Tabimorelin

Clinical data
- Other names: ((2E)-5-amino-5-methylhex-2-enoic acid N-methyl-N-((1R)-1-(N-methyl-N-((1R)-1-(methylcarbamoyl)-2-phenylethyl)carbamoyl)-2-(2-naphthyl)ethyl)amide)
- ATC code: none;

Identifiers
- IUPAC name N-[(2E)-5-amino-5-methylhex-enoyl]-N-methyl-3-(2-naphthyl)alanyl-N,Nα-dimethyl-D-phenylalaninamide;
- CAS Number: 193079-69-5;
- PubChem CID: 9810101;
- ChemSpider: 7985857;
- UNII: L51CBE03KF;
- CompTox Dashboard (EPA): DTXSID601027158 ;

Chemical and physical data
- Formula: C_{32}H_{40}N_{4}O_{3}
- Molar mass: 528.697 g·mol^{−1}
- 3D model (JSmol): Interactive image;
- SMILES CC(C)(C/C=C/C(=O)N(C)[C@H](CC1=CC2=CC=CC=C2C=C1)C(=O)N(C)[C@H](CC3=CC=CC=C3)C(=O)NC)N;
- InChI InChI=1S/C32H40N4O3/c1-32(2,33)19-11-16-29(37)35(4)28(22-24-17-18-25-14-9-10-15-26(25)20-24)31(39)36(5)27(30(38)34-3)21-23-12-7-6-8-13-23/h6-18,20,27-28H,19,21-22,33H2,1-5H3,(H,34,38)/b16-11+/t27-,28-/m1/s1; Key:WURGZWOTGMLDJP-ZCYANPAGSA-N;

= Tabimorelin =

Chemical compound

Tabimorelin (INN; development code NN-703) is a drug which acts as a potent, orally-active agonist of the ghrelin/growth hormone secretagogue receptor (GHSR) and growth hormone secretagogue, mimicking the effects of the endogenous peptide agonist ghrelin as a stimulator of growth hormone (GH) release.

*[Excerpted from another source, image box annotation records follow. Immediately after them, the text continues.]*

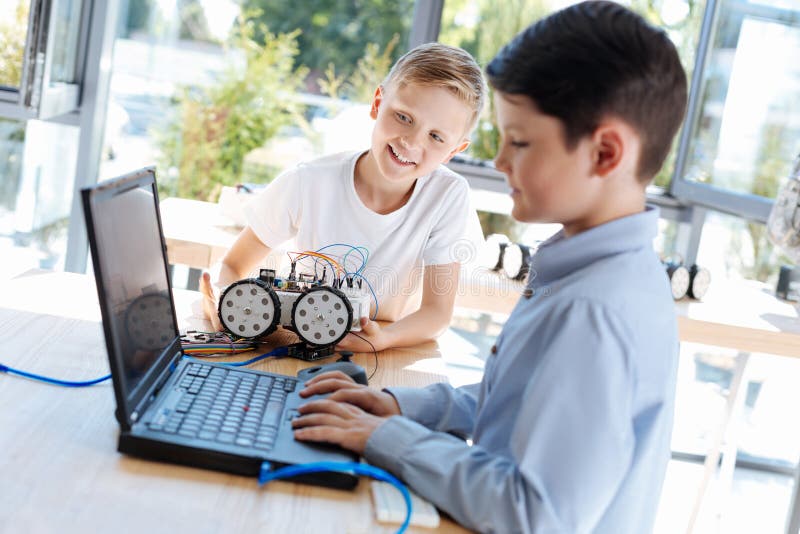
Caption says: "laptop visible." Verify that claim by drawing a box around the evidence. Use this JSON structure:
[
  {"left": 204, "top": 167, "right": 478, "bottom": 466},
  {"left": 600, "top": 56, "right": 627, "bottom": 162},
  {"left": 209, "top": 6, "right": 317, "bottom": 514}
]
[{"left": 81, "top": 167, "right": 358, "bottom": 489}]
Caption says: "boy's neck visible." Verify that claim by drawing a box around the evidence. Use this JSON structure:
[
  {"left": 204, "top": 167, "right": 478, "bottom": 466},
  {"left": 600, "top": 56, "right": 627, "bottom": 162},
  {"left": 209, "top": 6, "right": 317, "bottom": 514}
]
[
  {"left": 353, "top": 151, "right": 417, "bottom": 215},
  {"left": 564, "top": 186, "right": 647, "bottom": 237}
]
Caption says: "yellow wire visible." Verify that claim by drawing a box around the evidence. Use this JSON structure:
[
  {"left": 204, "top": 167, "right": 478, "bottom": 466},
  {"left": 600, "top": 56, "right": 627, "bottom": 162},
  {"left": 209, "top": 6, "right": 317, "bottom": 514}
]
[{"left": 287, "top": 250, "right": 346, "bottom": 273}]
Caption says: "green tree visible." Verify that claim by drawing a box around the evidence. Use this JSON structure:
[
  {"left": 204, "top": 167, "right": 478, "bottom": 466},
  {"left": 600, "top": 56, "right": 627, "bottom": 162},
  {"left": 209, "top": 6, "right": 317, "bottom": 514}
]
[
  {"left": 0, "top": 0, "right": 29, "bottom": 87},
  {"left": 243, "top": 0, "right": 414, "bottom": 94},
  {"left": 157, "top": 18, "right": 307, "bottom": 201}
]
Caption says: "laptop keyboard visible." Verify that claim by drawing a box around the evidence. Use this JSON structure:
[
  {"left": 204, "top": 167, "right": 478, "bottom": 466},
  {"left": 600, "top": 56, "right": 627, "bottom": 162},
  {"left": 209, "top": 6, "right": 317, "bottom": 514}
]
[{"left": 148, "top": 363, "right": 298, "bottom": 450}]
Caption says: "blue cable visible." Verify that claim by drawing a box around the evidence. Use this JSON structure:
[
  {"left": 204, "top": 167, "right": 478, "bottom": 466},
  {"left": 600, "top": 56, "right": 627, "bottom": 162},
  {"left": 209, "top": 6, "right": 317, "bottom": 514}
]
[
  {"left": 0, "top": 363, "right": 111, "bottom": 388},
  {"left": 344, "top": 272, "right": 378, "bottom": 321},
  {"left": 258, "top": 462, "right": 412, "bottom": 534},
  {"left": 315, "top": 243, "right": 369, "bottom": 273}
]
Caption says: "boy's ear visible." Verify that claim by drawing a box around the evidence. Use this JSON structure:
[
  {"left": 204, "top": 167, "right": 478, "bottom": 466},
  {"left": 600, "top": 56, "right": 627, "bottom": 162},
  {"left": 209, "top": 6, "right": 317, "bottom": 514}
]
[
  {"left": 592, "top": 121, "right": 631, "bottom": 177},
  {"left": 369, "top": 85, "right": 383, "bottom": 119},
  {"left": 442, "top": 139, "right": 469, "bottom": 163}
]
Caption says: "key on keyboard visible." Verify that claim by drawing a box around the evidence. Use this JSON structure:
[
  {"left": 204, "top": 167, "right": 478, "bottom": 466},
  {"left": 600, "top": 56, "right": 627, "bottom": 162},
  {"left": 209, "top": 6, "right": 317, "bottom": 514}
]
[
  {"left": 150, "top": 363, "right": 297, "bottom": 450},
  {"left": 371, "top": 480, "right": 439, "bottom": 528}
]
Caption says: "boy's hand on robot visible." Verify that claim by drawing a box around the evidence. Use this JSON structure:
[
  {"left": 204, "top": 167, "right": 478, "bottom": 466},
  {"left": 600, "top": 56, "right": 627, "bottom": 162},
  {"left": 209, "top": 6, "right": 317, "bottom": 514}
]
[
  {"left": 200, "top": 272, "right": 222, "bottom": 332},
  {"left": 336, "top": 317, "right": 389, "bottom": 352}
]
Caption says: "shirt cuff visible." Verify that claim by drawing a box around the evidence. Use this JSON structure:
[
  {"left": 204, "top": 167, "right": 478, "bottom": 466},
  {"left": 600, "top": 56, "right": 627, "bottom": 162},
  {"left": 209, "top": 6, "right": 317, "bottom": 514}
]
[
  {"left": 364, "top": 415, "right": 431, "bottom": 476},
  {"left": 383, "top": 386, "right": 447, "bottom": 428}
]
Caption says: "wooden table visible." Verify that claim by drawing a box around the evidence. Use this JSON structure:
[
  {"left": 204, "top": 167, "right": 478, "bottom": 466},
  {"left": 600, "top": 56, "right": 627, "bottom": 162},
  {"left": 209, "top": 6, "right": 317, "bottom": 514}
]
[
  {"left": 161, "top": 197, "right": 242, "bottom": 269},
  {"left": 0, "top": 273, "right": 465, "bottom": 534}
]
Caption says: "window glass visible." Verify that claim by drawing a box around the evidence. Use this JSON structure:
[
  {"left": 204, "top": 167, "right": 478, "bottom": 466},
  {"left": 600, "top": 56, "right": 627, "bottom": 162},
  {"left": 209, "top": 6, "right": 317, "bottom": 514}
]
[
  {"left": 439, "top": 0, "right": 705, "bottom": 186},
  {"left": 685, "top": 0, "right": 800, "bottom": 198},
  {"left": 50, "top": 0, "right": 82, "bottom": 83},
  {"left": 101, "top": 0, "right": 413, "bottom": 201},
  {"left": 0, "top": 119, "right": 78, "bottom": 279},
  {"left": 654, "top": 343, "right": 800, "bottom": 534},
  {"left": 0, "top": 0, "right": 30, "bottom": 89}
]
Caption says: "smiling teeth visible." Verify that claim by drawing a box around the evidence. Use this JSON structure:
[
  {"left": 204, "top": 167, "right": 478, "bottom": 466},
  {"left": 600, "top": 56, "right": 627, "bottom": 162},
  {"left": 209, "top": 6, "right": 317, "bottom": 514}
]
[{"left": 389, "top": 145, "right": 414, "bottom": 163}]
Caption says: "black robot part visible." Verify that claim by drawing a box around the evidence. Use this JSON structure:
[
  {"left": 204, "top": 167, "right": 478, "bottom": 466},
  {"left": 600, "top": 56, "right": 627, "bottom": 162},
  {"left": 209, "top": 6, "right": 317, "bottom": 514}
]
[{"left": 292, "top": 286, "right": 353, "bottom": 347}]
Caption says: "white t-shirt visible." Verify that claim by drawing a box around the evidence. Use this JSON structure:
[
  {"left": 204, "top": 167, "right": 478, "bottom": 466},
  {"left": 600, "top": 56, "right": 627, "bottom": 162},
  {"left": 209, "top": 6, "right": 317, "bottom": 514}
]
[{"left": 245, "top": 152, "right": 482, "bottom": 321}]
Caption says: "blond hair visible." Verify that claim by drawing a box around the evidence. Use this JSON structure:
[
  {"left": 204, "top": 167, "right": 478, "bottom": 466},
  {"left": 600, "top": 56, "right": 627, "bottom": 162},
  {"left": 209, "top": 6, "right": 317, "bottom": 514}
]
[{"left": 383, "top": 43, "right": 486, "bottom": 133}]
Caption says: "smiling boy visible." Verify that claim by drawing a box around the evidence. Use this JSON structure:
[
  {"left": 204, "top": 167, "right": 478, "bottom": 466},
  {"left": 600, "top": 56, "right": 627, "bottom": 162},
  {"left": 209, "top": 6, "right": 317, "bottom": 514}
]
[
  {"left": 201, "top": 43, "right": 485, "bottom": 352},
  {"left": 292, "top": 1, "right": 686, "bottom": 534}
]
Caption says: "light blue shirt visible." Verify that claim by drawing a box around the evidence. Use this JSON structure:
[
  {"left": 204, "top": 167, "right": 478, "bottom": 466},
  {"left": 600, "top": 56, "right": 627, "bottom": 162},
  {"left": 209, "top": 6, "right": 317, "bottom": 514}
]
[{"left": 364, "top": 207, "right": 678, "bottom": 534}]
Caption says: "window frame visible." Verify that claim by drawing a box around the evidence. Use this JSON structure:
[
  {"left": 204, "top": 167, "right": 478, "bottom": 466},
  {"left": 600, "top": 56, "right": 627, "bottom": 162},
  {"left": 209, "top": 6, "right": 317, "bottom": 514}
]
[{"left": 0, "top": 0, "right": 86, "bottom": 120}]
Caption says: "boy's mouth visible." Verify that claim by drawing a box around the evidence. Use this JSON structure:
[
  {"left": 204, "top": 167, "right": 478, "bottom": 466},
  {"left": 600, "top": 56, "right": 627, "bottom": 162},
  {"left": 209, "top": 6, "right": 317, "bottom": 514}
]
[{"left": 387, "top": 145, "right": 417, "bottom": 166}]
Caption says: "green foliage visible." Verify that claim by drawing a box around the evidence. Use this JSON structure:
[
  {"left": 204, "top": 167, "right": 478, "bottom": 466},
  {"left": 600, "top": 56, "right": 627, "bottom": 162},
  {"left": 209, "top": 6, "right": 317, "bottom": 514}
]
[
  {"left": 743, "top": 124, "right": 791, "bottom": 281},
  {"left": 157, "top": 17, "right": 307, "bottom": 201},
  {"left": 242, "top": 0, "right": 414, "bottom": 85},
  {"left": 178, "top": 0, "right": 216, "bottom": 42},
  {"left": 122, "top": 0, "right": 154, "bottom": 37},
  {"left": 0, "top": 0, "right": 29, "bottom": 87},
  {"left": 317, "top": 35, "right": 400, "bottom": 102}
]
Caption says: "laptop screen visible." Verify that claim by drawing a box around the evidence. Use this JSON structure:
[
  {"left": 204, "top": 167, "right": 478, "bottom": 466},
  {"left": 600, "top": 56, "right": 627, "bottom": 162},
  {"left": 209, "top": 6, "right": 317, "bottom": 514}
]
[{"left": 84, "top": 169, "right": 179, "bottom": 412}]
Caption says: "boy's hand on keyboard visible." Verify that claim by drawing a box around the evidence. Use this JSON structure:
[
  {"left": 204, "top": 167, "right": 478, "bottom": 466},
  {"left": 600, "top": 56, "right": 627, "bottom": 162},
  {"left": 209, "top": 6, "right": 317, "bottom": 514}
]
[
  {"left": 300, "top": 371, "right": 400, "bottom": 417},
  {"left": 200, "top": 272, "right": 222, "bottom": 332},
  {"left": 292, "top": 398, "right": 386, "bottom": 454}
]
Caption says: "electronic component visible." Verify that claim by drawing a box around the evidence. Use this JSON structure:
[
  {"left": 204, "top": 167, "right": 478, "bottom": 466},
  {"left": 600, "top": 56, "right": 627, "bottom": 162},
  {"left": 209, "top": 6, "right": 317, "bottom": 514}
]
[
  {"left": 480, "top": 234, "right": 510, "bottom": 271},
  {"left": 502, "top": 243, "right": 531, "bottom": 280},
  {"left": 370, "top": 480, "right": 439, "bottom": 528},
  {"left": 218, "top": 269, "right": 370, "bottom": 347},
  {"left": 125, "top": 293, "right": 175, "bottom": 350},
  {"left": 666, "top": 263, "right": 691, "bottom": 300},
  {"left": 219, "top": 278, "right": 281, "bottom": 339},
  {"left": 687, "top": 264, "right": 711, "bottom": 300}
]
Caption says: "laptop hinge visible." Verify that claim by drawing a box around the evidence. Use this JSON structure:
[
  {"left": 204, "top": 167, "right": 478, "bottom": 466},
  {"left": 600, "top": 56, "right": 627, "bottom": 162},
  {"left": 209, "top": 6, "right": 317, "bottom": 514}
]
[{"left": 130, "top": 350, "right": 183, "bottom": 424}]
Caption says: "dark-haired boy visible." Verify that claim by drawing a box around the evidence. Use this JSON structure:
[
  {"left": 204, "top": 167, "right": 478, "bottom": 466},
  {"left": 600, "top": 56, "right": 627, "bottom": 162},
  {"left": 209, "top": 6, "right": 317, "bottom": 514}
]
[{"left": 295, "top": 1, "right": 686, "bottom": 534}]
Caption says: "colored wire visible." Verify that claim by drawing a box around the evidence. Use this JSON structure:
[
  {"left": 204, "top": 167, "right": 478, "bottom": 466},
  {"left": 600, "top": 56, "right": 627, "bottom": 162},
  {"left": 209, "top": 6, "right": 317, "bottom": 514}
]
[
  {"left": 350, "top": 332, "right": 378, "bottom": 382},
  {"left": 184, "top": 347, "right": 289, "bottom": 367},
  {"left": 0, "top": 363, "right": 111, "bottom": 388},
  {"left": 317, "top": 243, "right": 369, "bottom": 273},
  {"left": 258, "top": 462, "right": 413, "bottom": 534},
  {"left": 286, "top": 251, "right": 345, "bottom": 273},
  {"left": 345, "top": 272, "right": 378, "bottom": 321}
]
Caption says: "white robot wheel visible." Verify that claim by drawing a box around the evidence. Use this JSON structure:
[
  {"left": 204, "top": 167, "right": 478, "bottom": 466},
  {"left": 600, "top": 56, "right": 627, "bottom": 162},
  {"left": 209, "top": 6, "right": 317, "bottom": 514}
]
[
  {"left": 217, "top": 278, "right": 281, "bottom": 339},
  {"left": 292, "top": 286, "right": 353, "bottom": 346}
]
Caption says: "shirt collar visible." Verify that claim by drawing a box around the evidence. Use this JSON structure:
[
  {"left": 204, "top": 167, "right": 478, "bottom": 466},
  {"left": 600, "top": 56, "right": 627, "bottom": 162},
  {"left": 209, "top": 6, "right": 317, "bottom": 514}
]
[{"left": 527, "top": 205, "right": 659, "bottom": 289}]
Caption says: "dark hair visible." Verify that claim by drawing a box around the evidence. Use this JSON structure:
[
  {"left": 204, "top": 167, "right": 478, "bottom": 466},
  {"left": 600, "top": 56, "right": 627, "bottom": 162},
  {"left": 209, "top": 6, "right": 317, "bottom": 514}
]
[{"left": 486, "top": 0, "right": 686, "bottom": 181}]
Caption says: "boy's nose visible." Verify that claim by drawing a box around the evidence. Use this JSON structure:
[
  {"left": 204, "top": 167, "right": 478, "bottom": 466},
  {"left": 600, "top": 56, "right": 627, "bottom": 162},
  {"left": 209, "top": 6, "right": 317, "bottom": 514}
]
[{"left": 494, "top": 152, "right": 511, "bottom": 174}]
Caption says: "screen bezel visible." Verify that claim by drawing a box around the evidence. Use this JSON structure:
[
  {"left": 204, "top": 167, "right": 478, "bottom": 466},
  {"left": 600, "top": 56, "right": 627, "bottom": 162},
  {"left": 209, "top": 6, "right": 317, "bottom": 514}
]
[{"left": 81, "top": 167, "right": 182, "bottom": 430}]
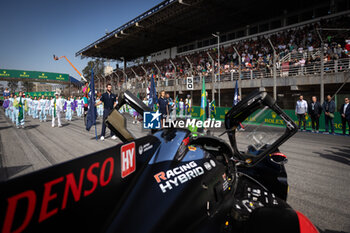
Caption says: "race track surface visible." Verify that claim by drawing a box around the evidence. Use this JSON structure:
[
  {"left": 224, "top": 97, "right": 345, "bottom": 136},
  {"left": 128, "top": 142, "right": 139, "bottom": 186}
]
[{"left": 0, "top": 110, "right": 350, "bottom": 233}]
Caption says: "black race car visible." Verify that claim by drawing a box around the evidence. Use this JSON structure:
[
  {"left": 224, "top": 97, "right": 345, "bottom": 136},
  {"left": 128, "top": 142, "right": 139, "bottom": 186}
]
[{"left": 0, "top": 91, "right": 318, "bottom": 233}]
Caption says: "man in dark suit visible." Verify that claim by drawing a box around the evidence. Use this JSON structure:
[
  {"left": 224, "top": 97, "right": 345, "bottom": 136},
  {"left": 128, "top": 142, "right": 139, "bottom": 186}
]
[
  {"left": 95, "top": 83, "right": 117, "bottom": 141},
  {"left": 308, "top": 96, "right": 322, "bottom": 133},
  {"left": 339, "top": 98, "right": 350, "bottom": 135}
]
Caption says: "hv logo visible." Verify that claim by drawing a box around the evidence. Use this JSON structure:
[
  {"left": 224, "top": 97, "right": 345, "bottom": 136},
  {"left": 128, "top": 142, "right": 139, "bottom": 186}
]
[
  {"left": 120, "top": 142, "right": 136, "bottom": 178},
  {"left": 143, "top": 111, "right": 162, "bottom": 129}
]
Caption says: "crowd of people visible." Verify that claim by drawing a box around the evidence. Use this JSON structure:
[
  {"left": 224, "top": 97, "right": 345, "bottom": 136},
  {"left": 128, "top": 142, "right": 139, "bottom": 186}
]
[
  {"left": 3, "top": 91, "right": 93, "bottom": 128},
  {"left": 295, "top": 95, "right": 350, "bottom": 135},
  {"left": 119, "top": 16, "right": 350, "bottom": 84}
]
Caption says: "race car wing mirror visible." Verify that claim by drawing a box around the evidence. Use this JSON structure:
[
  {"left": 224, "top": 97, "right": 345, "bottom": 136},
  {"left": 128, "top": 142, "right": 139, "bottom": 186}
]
[
  {"left": 116, "top": 91, "right": 151, "bottom": 116},
  {"left": 106, "top": 91, "right": 151, "bottom": 142},
  {"left": 225, "top": 91, "right": 297, "bottom": 166}
]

It was one of the first GH secretagogues developed and is largely a modified polypeptide, but it is nevertheless orally-active in vivo. Tabimorelin produced sustained increases in levels of GH and insulin-like growth factor 1 (IGF-1), along with smaller transient increases in levels of other hormones such as adrenocorticotropic hormone (ACTH), cortisol, and prolactin. However actual clinical effects in adults with growth hormone deficiency were limited, with only the most severely GH-deficient patients showing significant benefit, and tabimorelin was also found to act as a CYP3A4 inhibitor which could cause it to have undesirable interactions with other drugs.